Walmart’s John Furner says higher-income shoppers are coming to discount grocery chains
Even six-figure earners are retreating on food budgets as fuel, tariffs, and prices squeeze family finances.

Walmart CEO John Furner said higher-income customers are visiting Walmart more often and buying more. The shift is happening as fuel costs, tariffs, and trade uncertainty push food prices higher, forcing even six-figure earners to shop discount.
Walmart CEO John Furner says Walmart is seeing higher-income shoppers come in more frequently, buy more, and show fewer signs of “stress” than lower-income customers. “We do continue to see the higher-income customers coming to Walmart,” Furner told reporters during the retailer’s annual shareholders’ week in Bentonville, Arkansas, last week. “We're meeting more of them, they're buying more, they're coming more frequently.”
He also made the quiet part loud: Walmart’s lower-income shoppers are showing “more signs of stress,” and the company is not treating it like a niche problem. It is a broader affordability squeeze, and Furner points to the pressure point that tends to hit grocery math hardest: fuel. “That’s really the stress point, is the price of fuel,” he said, adding, “Hopefully we see some relief on energy prices.” In plain terms, if it costs more to move everything, food prices get pushed upward, and budgets get re-allocated, even for people earning well above $100,000.
That is the backdrop for why discount grocery is no longer just a “core customer” story. Fortune reports that more six-figure earners are turning to discount grocery chains as food costs rise on the back of spiking oil prices, tariffs, and global trade uncertainty. Walmart is positioned to absorb some of that shock because it is already the largest food retailer in America, with enough scale to keep prices competitively lower even as fuel costs increase. But Furner’s comments are a reminder that scale is not magic. If gas stays high, the affordability pressure does not vanish. It just changes how people shop, and how often.
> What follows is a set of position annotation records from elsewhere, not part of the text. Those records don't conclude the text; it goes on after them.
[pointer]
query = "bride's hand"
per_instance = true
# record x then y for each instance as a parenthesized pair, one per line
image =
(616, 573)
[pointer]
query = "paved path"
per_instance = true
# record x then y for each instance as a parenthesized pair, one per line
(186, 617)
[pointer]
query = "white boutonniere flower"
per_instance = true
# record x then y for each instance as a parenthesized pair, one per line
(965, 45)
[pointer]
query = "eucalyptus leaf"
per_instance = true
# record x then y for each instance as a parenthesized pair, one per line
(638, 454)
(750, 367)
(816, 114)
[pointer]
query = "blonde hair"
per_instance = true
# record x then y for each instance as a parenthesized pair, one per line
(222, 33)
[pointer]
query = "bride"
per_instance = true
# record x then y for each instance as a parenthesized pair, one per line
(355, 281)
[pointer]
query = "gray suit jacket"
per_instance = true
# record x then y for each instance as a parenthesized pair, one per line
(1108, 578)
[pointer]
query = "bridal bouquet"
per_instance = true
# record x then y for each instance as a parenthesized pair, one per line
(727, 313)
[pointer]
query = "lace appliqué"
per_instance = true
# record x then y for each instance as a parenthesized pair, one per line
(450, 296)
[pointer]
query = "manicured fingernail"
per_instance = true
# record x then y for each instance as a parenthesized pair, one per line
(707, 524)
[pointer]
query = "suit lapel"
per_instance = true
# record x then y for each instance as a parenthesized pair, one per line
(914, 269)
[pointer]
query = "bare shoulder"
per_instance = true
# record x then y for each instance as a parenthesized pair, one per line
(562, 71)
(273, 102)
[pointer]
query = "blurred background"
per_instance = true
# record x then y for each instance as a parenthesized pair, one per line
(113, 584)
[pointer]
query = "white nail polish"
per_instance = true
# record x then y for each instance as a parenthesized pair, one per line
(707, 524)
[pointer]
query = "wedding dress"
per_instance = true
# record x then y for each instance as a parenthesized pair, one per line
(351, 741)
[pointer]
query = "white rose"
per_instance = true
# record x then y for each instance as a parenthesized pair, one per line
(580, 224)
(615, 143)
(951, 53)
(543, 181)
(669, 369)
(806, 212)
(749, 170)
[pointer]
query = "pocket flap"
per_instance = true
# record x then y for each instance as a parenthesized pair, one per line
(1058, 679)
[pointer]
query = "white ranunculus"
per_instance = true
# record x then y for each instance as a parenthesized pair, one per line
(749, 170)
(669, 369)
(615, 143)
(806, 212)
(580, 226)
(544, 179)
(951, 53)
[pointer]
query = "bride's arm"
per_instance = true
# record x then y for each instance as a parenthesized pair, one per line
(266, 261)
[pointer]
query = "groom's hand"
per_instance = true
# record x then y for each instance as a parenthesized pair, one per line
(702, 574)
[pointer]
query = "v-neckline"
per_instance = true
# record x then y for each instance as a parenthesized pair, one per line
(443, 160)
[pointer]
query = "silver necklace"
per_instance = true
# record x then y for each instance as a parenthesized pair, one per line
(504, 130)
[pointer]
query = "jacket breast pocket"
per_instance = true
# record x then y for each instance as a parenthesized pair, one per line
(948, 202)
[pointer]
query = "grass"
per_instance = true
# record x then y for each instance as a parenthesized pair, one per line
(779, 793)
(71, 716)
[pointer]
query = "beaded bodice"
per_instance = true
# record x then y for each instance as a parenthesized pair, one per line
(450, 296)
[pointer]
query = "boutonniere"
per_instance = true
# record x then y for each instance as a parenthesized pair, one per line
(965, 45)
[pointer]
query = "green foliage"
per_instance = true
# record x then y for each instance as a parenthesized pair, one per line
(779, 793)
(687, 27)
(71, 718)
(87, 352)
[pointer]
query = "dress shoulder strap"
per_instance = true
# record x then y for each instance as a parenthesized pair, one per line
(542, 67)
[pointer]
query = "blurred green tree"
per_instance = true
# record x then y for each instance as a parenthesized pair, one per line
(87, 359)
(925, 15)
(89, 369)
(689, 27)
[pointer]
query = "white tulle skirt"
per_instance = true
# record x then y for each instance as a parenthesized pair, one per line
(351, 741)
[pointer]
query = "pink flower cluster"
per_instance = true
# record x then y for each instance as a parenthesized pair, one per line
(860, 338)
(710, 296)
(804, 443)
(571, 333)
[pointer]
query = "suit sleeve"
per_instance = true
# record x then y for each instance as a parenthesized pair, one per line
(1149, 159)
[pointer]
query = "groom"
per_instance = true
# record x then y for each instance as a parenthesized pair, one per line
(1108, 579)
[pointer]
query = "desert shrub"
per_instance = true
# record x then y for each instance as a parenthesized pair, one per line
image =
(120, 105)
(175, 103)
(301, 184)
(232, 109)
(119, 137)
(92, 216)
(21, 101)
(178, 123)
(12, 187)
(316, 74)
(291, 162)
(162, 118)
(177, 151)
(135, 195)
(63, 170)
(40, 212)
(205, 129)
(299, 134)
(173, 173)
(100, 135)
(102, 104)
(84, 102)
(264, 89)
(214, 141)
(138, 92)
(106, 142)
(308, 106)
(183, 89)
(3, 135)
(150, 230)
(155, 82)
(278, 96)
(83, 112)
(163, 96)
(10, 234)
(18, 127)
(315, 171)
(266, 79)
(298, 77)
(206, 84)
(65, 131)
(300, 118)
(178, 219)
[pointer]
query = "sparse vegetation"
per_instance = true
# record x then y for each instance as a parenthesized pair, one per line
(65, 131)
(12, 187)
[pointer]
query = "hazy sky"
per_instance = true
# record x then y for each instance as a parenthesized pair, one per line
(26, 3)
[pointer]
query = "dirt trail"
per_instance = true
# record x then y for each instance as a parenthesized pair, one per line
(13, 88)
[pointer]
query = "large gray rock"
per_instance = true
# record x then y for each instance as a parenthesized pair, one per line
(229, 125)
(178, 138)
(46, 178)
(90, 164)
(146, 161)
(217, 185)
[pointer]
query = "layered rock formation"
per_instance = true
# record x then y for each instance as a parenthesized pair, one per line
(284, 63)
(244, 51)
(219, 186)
And the shopping behavior is already showing up in the receipts, not just in executive talking points. The article cites Toast data showing the median price of a cold brew coffee has increased 3.7% since May 2025, while burgers have risen 2.4% over the same period. Meanwhile, core grocery essentials are also moving upward: the typical price of a pound of ground beef hit a record $6.90 per pound last month, up about 19% from a year ago. Orange juice prices rose 21% between January 2025 and February this year, and sandwich bread is 4.3% more expensive. These are not abstract inflation headlines. They are line items that determine whether a household cuts elsewhere or borrows from other parts of the budget.
The second-order implication is that the spending trade-offs are widening beyond groceries. Around 75% of respondents in a 2025 survey by Swiftly said they have cut spending on other expenses to afford groceries. That pattern has knock-on effects for industries that depend on discretionary dollars: entertainment, travel, dining out, and even clothing. And it aligns with signals from other discount retailers. The CEO of Dollar General, Todd Vasos, told analysts earlier this month that shoppers are cutting back on food and other household goods. Fortune also reports that this is an escalation from prior concerns voiced by food companies that customers were hunting for bargains but still buying the same amount of food. Now even budget store shoppers are pulling back on the quantity they pick up.
The “rich to bargain” shift is getting quantified too. A 2025 report from Clarify Capital found that more than seven in 10 of six-figure earners shop at discount grocery chains to save cash. It also found that the financial squeeze bleeds into multiple categories: about 74% are cutting back on dining out, 54% on entertainment, 51% on clothes, 49% on subscriptions, and 49% on travel. The headline here is not that high earners are suddenly “poor.” It is that income is no longer functioning like a shield against inflation stress. As the Clarify Capital report puts it, “High earners are feeling squeezed by inflation, stressed by social pressure, and more mindful about what it really means to be well-off.”
For boards, investors, and operators, this matters because it changes demand shape. When affordability pressure expands upward, it can alter loyalty and pricing power across the entire retail and food ecosystem. Discount chains may see more retention among shoppers who previously would have considered them a “last resort.” Meanwhile, big retailers like Walmart benefit from inflows, but the benefit can be uneven across categories as fuel-related costs keep threatening margins and forcing promotional intensity. The strategic question for leaders is whether today’s shift is a temporary behavioral adjustment or the start of a new shopping baseline that competitors will have to plan for in their budgets. Furner’s comments suggest the risk is real: fuel costs are the stress point, and relief is not guaranteed.